Pandas Imputation under condition?-CodePudding

I want to imputate null values to df[col].mean() when df[col] is not all null values.

I implement code like below:

if train_x[cols].isna().sum() == len(train_x): # need to fix
    train_x.loc[:, cols] = train_x[cols].fillna(value=0.0)
else:
    train_x.loc[:, cols] = train_x[cols].fillna(value=train_x[cols].mean())

upper code has error, because train_x[cols] is dataframe.. but I need to put single column under condition.. is there better way to implement my purpose?

sorry for my poor English skills.

CodePudding user response：

To impute missing values in a Pandas DataFrame, you can use the fillna() method. This method allows you to replace missing values with a specific value or with the mean of the non-null values in the column.

import pandas as pd

# Load the DataFrame
df = pd.read_csv('data.csv')

# Select the column with missing values
col = 'column_name'

# Calculate the mean of the non-null values in the column
mean_val = df[col].mean()

# Replace missing values with the mean
df[col] = df[col].fillna(mean_val)

This will replace all the missing values in df[col] with the mean of the non-null values in the column.

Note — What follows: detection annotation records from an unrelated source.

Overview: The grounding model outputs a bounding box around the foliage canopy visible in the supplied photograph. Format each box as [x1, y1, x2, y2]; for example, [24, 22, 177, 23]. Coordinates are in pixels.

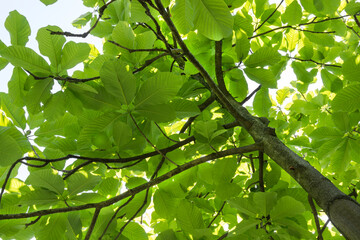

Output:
[0, 0, 360, 240]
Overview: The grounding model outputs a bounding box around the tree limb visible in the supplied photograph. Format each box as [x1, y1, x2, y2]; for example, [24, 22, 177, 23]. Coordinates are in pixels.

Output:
[0, 144, 261, 220]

Alternatively, you can use the SimpleImputer class from scikit-learn to impute missing values. Here is an example of how you can use it:

from sklearn.impute import SimpleImputer

# Create an instance of the SimpleImputer class
imputer = SimpleImputer(strategy='mean')

# Select the column with missing values
X = df[['column_name']]

# Fit the imputer to the data and transform the data
X = imputer.fit_transform(X)

# Replace the missing values in the original DataFrame
df['column_name'] = X

This will replace all the missing values in df['column_name'] with the mean of the non-null values in the column.